Musk, who runs several major companies including SpaceX and electric car firm Tesla and is now set—after a long legal tussle—to buy Twitter, said on the social media platform in response to a question about his recent weight loss that it was down to “Fasting” and, in a later tweet, "And Wegovy.”
Wegovy is Novo Nordisk’s injectable form of GLP-1 drug semaglutide, the ingredient in its diabetes franchise Ozempic and Rybelsus.
The FDA approved Wegovy last summer for chronic weight management in adults with obesity or who are overweight with at least one weight-related condition (such as high blood pressure, Type 2 diabetes or high cholesterol) with a BMI of 27 or more or in those with a BMI of 30 or greater in general.
While some nice free advertising for Novo, it isn’t clear whether Musk should, according to the drug's approval, in fact be using the drug.
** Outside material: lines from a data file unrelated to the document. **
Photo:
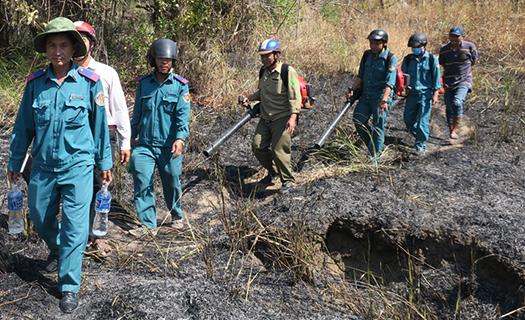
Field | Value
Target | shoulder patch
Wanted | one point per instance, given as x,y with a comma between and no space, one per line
35,75
99,98
89,74
181,79
143,77
186,97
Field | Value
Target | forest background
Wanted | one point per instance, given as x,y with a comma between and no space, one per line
218,40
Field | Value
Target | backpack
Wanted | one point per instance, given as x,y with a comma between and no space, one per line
401,80
431,64
307,98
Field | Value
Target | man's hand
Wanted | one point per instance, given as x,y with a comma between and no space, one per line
243,101
105,177
291,123
13,176
176,149
435,97
382,106
349,93
124,157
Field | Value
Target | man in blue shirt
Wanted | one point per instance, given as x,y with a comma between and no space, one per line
160,121
457,58
424,89
62,112
377,77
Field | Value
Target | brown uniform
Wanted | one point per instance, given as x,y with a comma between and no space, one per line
272,141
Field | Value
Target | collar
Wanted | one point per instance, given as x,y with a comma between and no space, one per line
278,67
72,73
384,54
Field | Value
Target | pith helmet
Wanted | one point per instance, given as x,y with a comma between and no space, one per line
60,25
417,39
269,45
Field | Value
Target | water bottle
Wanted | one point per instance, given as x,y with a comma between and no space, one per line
102,206
15,205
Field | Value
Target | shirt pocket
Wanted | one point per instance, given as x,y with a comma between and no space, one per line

For that reason, these kinds of unexpected endorsements can be a double-edged sword for companies.
In fact earlier this year, a report out by Variety claimed that a number of celebrities are paying big bucks to use Ozempic but in a slightly different dose to tap its weight-loss effects.
Musk is not a spokesperson for the company and a Novo Nordisk spokesperson told Fierce Pharma Marketing that "we were not aware of Elon Musk’s use of Wegovy before he shared this information publicly."
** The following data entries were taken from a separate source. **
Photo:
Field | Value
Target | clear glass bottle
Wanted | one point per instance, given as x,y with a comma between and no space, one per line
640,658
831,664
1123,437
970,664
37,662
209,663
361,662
Wegovy’s approval could be a boon for obesity drugs, which have been few and far between despite there being a potentially lucrative market.
Heart safety concerns have hampered many meds over the past 20 years, but Wegovy appears to be bucking the trend, and is set to become a blockbuster later this decade.
It does, however, have a potential rival in Eli Lilly’s tirzepatide, but just this month got a rolling submission off to the FDA for obesity. The drug was approved earlier this year for Type 2 diabetes approval and is branded as Mounjaro.